Wednesday, November 19, 2008

Haitian Dyaspora

When I read ''Krik ?Krak !'', I thought about the Haitian dyaspora, all those Haitians who have fled their country because of political or economical reasons. I met a few of them and though they were ‘‘disconnected from the physical landscape’’ of Haiti (Joanne Hyppolite,‘‘Dyaspora’’), their heart was still connected to it. I met several young Haitians who studied abroad and interestingly, they manifested the desire to go back to Haiti to use their skills and improve the situation of their country. I remember last year in Montpellier, I met this seventeen years old boy who did not know Haiti because he had been adopted by a French couple when he was a baby, but still, he had the desire to go back to Haiti and change things. I also met this young Haitian girl who studied tourism in Guadeloupe. She was on the beach with her brother who came to visit her and lived in New York. She told me that her ultimate goal was to go back to Haiti to help develop tourism. This optimism showed by young people radically contrasts with the situation of other Haitians who left their homeland to make a living in other parts of the world. Almost every morning, when I went to High School, the police would stop the bus to check if there were Haitians. Those Haitians were going to work and sometimes could not reach their destination because their papers were not in order. The most important thing for those Haitians was not to go back to Haiti where they lived in dire straits.

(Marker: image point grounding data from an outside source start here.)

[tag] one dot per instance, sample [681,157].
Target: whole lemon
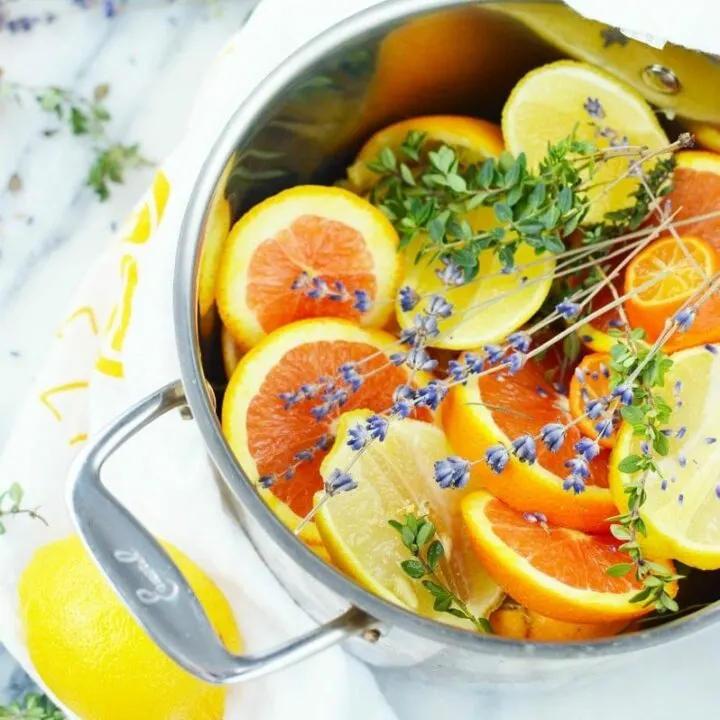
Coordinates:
[92,654]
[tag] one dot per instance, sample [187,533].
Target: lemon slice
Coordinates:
[395,477]
[682,510]
[486,309]
[551,102]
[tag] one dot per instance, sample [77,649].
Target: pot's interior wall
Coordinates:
[463,60]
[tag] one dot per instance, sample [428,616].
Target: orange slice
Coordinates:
[474,139]
[679,268]
[590,381]
[521,623]
[303,235]
[558,572]
[266,437]
[696,192]
[498,408]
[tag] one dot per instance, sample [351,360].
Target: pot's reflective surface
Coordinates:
[303,125]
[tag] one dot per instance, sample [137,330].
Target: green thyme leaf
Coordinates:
[413,568]
[619,570]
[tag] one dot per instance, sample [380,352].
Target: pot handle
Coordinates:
[150,584]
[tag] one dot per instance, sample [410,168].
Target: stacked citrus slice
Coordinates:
[282,403]
[566,98]
[395,477]
[498,408]
[682,510]
[564,572]
[307,252]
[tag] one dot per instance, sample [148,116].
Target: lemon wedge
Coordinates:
[682,509]
[394,478]
[553,101]
[485,309]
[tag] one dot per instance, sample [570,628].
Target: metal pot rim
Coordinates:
[186,331]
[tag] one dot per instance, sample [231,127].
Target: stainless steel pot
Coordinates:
[302,124]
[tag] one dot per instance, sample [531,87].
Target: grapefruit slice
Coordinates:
[266,436]
[499,408]
[393,478]
[304,241]
[557,572]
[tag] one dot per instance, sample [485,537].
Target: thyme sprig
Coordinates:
[418,536]
[648,415]
[88,117]
[11,504]
[430,191]
[32,707]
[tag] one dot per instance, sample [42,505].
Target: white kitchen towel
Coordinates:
[117,344]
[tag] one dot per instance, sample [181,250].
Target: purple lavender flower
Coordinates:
[426,325]
[524,449]
[290,399]
[520,341]
[553,436]
[567,309]
[474,363]
[588,448]
[350,375]
[604,428]
[431,395]
[408,336]
[403,399]
[418,359]
[408,298]
[451,274]
[339,481]
[457,371]
[495,353]
[497,458]
[685,318]
[574,483]
[595,408]
[439,307]
[362,301]
[377,427]
[452,472]
[357,437]
[318,290]
[578,466]
[267,481]
[338,292]
[301,281]
[515,362]
[398,358]
[324,442]
[624,393]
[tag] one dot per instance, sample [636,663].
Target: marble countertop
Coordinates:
[153,56]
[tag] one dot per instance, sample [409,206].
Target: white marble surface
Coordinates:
[154,56]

The author herself is part of this Haitian Dyaspora. She left Haiti when she was twelve during a dictatorship. Interestingly, in the introduction of the ‘‘Butterfly’s Way,’’she mentions those people who critize the Haitians who left their country. She writes that when she talks to her family in Haiti about political matters they tell her : ‘‘What do you know ? You’re a dyaspora.’’But once, the Haitian journalist Jean Dominique defined theDyaspora to her : ‘‘They are people with their feet planted in both worlds.’’ He meant that all Haitians whether they live inside or outside the motherland are sons and daugthers of Haiti. This reminded me what I read in Hau’ofa’s ‘' Our Sea of Islands.’’He defends the fact that the world of Oceania is larger and richer than what people tend to think, because it also includes the Oceanic dyaspora, those Pacific Islanders who come in and out the Pacific borders. However there is a difference regarding the motives of travelling between Haitians and Pacific Islanders. Hau’ofa says that ‘‘Pacific Islanders have broken out of their confinement (…) not so much because their countries are poor but because they were unnaturally confined and severed from many of their traditional sources of wealth and because it is in their blood to be mobile.’’

Mobility motivated by a desire or a necessity is a leitmotiv in Danticat’s short stories. In ‘‘Children of the Sea’’, the narrator escapes political persecution, in ''Nineteen Thirty-Seven'', Défilée is thought to have wings and did escape the night when Trujillo ordered the massacre of Hatians or in ‘‘A Wall of Fire Rising,’’ Guy coverts his boss’ balloon. He wants to fly in order to escape the harsh reality offered by Haiti. It seems that if one wants to survive, one has to travel physically, mentally or through storytelling.

Storytelling associated with travelling was a key point in all the readings we have done so far. For instance, In ‘‘Invisible Cities’’ storytelling allowed Khan and Marco Polo to establish a human contact. In ‘‘They Who Do Not Grieve’’, the grandmothers tell their granddaughters past stories that help them to know who they are. In the same line, travelling and storytelling allow the narrator of ''Children of the Sea'' to identify himself with his African ancestors who crossed the Middle Passage. Danticat underlines the healing power of storytelling. For example, some of the women tell stories to each other to appease the vomiting in the boat.The realities told by the narrator who travels to Miami such as the crimes and numerous rapes commited by the Tonton macoutes are unbereable but still, we can read them. Storytelling provides a kind of distance that allow us to face harsh realities and maybe to heal from past wounds.